RYL Forums

RYL Forums (https://www.recoveryourlife.com/forum/index.php)
-   Veterans Board (https://www.recoveryourlife.com/forum/forumdisplay.php?f=34)
-   -   Virtual Psych ward! (https://www.recoveryourlife.com/forum/showthread.php?t=1312)

PoisonedApple 07-05-2010 07:06 PM

sorry but this is mostly going to be general instead of directed individual replies...
laura- I know exactly what you mean...i'm considering moving to a place neither d nor i have family so i can have space and a new start for my family and be who i feel i am not who others feel i should be but we shall see, with the economy as shitty as it is that probably won't happen any time soon... i think a fresh start is exactly what u and i need :)

now on to more general points of conversation.... no one in here is worthless or pointless or useless. i value all of you and care about all of you. *huggles everyone tight*
yes you can go through with a separate tab open for typing a reply... but i never remember this fact on the days i need something like that done to reply to people... oh the irony.
for those who expressed concern i am feeling a little better my migraine is almost gone and the fever and upset stomach seems to have been caused mostly by the office heat/ac malfunctioning and making the building hotter than it should have been. its still out of whack today since the repair guy can't come in till tomorrow but i'll be out of the office a few times today so the temp in the high 30s to 40s should even it out a bit and make me feel less ill.
ok i think that's all i can be arsed to say for now. i'm sure there was something else i was gonna say but aw hell i can't even be arsed to capitalize anything today *shrugs*
c'est le vie (hopes for correct spellings)

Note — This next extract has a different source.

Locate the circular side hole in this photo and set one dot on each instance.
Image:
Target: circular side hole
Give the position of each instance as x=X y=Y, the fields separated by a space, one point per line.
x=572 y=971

PoisonedApple 07-05-2010 07:09 PM

mark- sorry bout not replying to your last post (twas while i was slowly typing my other post)...
have you spoken to them about it yet?
am glad you like wow. what realm are you on? might try again this weekend for using my desktop and wowing...

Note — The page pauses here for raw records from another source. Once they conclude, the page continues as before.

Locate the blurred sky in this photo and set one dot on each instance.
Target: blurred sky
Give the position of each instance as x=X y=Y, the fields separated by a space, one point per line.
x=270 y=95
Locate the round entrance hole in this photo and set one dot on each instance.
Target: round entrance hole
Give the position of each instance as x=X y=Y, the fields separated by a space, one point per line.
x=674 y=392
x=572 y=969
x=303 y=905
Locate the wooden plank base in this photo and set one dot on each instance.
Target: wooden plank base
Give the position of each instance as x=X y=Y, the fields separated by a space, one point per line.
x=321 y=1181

Doikers 07-05-2010 07:22 PM

Crimson , I Stupidly put off that phonecall , I just got too anxious , I really dislike making official phone calls . On Monday I'll call my SW to get in touch with my Psych Dr who can send a letter to my GP who should THEN give me some meds . Complicated much?
Sorry , I'm really wound up , they are just jerking me around , it happens all the time , I thought , I really THOUGHT that it was sorted out but nooo.
The Dr's just don't seem to care about me .

Also .

My WoW Character is on Darkspear realm , and my WoW character is named Doikers . Maybe we can play sometime . Hayley is on that realm too , I hope it's ok to pass that on

lynx 07-05-2010 07:41 PM

Oh god this is bad. Last thing from outside I heard was the door being closed/made noise with (prob by the wind.) First thought: "There's a burglar in this house and he's going to rape me." Now I'm crying.

:-(

lynx 07-05-2010 07:48 PM

I calmed down. Writing stuff down helps.

xxjuliexx 07-05-2010 07:49 PM

morning

PoisonedApple 07-05-2010 08:13 PM

It's ok Mark I dislike and put off phone calls too. Hope they can get it worked out quickly for you. *hugs* I'll definitely try to get a char started on Darkspear.
*cuddles Lynx*
Good morning Julie.
*wanders through the ward huggling peoples*

*Jackie* 07-05-2010 08:27 PM

-sits rocking in the corner-

sleep, i wish i could sleep

Doikers 07-05-2010 08:29 PM

*Hugs Tineke* That must have been horrible for you , I'm glad you calmed down , how are you now?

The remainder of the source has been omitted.